Once a website is in app mode, the window in which it will appear will not display the URL address bar, browser toolbars, and other typical browser settings but will rather display a neat and simplistic browsing environment for users who prefer a neat-looking UI on desktop.
Because of these features, phishing operators began creating fake overlays of desktop login forms to sneak their malicious plans against users that are not careful about their browsing security.

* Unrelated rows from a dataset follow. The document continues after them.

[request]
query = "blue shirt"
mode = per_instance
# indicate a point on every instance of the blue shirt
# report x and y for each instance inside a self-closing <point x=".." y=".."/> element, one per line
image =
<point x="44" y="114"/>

In this campaign, the operators lure the victims into running a Windows shortcut that launches their phishing link using the app mode feature.
For Windows OS users with pre-installed MS Edge browsers, hackers could easily spread Windows shortcut files to launch the said browser but are implanted with malware that can impact the targeted victim.
A challenge the hackers would face with this attack scheme is the strong prerequisite of requiring initial access to the user’s computer. In achieving this requirement, observations reveal that the hackers can use a portable HTML file to execute their attacks, as they embed the “-app” parameter to redirect users to a phishing site and spread the malware-infected files.
In other instances, hackers have also used the “Browser-in-the-Browser” (BitB) attack technique to insert a fake address bar through some HTML/CSS coding and create software imitations for MS 365, MS Teams, VPN login prompts, and others. macOS and Linux are also prone to these attacks if the hackers have implemented the correct commands for these OS types.